How the rise of gated spaces like swimming pools can quietly perpetuate racial tension - The Washington Post

How the rise of gated spaces like swimming pools can quietly perpetuate racial tension - The Washington Post

This horrible McKinney, Texas, incident, with a cop brutalizing and menacing black kids while white people saunter around and manhandle the teenagers themselves, is instructive.  It is no accident that it happened in an HOA, nor was it an accident that Trayvon Martin was shot to death by "neighborhood watch volunteer" George Zimmerman in an HOA. These associations first became popular in the US as a way to enforce contractual bans on selling homes to African-Americans. And after Brown v. Board of Education in 1954 banned separate but equal public accommodations, private swimming pools became available (for only the white residents) in your local HOA. The boom in HOAs began in the years immediately following the Brown decision, and one factor was that the real estate industry decided this was a way they could continue making money peddling racial segregation. There were other factors, but segregation was, and still is, one of the reasons so many white people want to live in private and especially gated communities.
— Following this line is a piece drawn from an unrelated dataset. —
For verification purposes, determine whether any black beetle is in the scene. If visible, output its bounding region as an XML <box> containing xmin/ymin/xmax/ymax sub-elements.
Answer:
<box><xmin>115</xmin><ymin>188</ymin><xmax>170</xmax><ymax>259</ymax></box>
"As Yoni Appelbaum points out over at The Atlantic, this context is particularly freighted: For decades, swimming pools in America have been sites of racial exclusion. Many of the fights to desegregate communities and public resources in the 1950s were waged over access to swimming pools. And the way they're used to this day still reflects a sweeping trend — more subtle in its exclusion but no less pervasive — that arose from that era. As public resources were desegregated in American cities, communities increasingly found ways to privatize them. In McKinney on Saturday, the black teens were not using a public pool. They were swimming, rather, in the communal pool of a private community in the predominantly white part of town where civic resources like parks and pools are funded directly by homeowners."